Scientific classification
- Kingdom: Animalia
- Phylum: Chordata
- Class: Aves
- Order: Passeriformes
- Family: Pycnonotidae
- Genus: Rubigula
- Species: R. montis
- Binomial name: Rubigula montis Sharpe, 1879
- Synonyms: Pycnonotus montis; Pycnonotus melanicterus montis;

= Bornean bulbul =

- Authority: Sharpe, 1879
- Conservation status: LC
- Synonyms: Pycnonotus montis, Pycnonotus melanicterus montis

Species of bird

The Bornean bulbul (Rubigula montis) is a member of the bulbul family of passerine birds. It is endemic to the island of Borneo.

==Taxonomy and systematics==

The Bornean bulbul was previously placed in genus Pycnonotus. This genus was found to be polyphyletic in recent molecular phylogenetic studies and five bulbul species, including the Bornean bulbul, moved to Rubigula.

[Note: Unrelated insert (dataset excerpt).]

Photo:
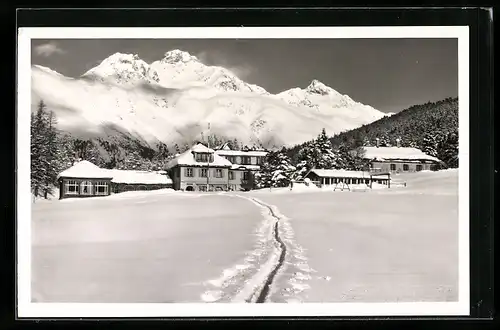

Until 2008, the Bornean bulbul was considered as conspecific with the black-capped, black-crested, ruby-throated and flame-throated bulbuls. Some authorities have considered the Bornean bulbul to be a subspecies of the black-capped bulbul.

==Description==
The Bornean bulbul has a black crest, yellow throat, and brownish eyes.

==Distribution and habitat==
This is a bird of forest and dense scrub. It builds its nest in a bush; two to four eggs are a typical clutch.

==Behaviour and ecology==
The Bornean bulbul feeds on fruit and insects.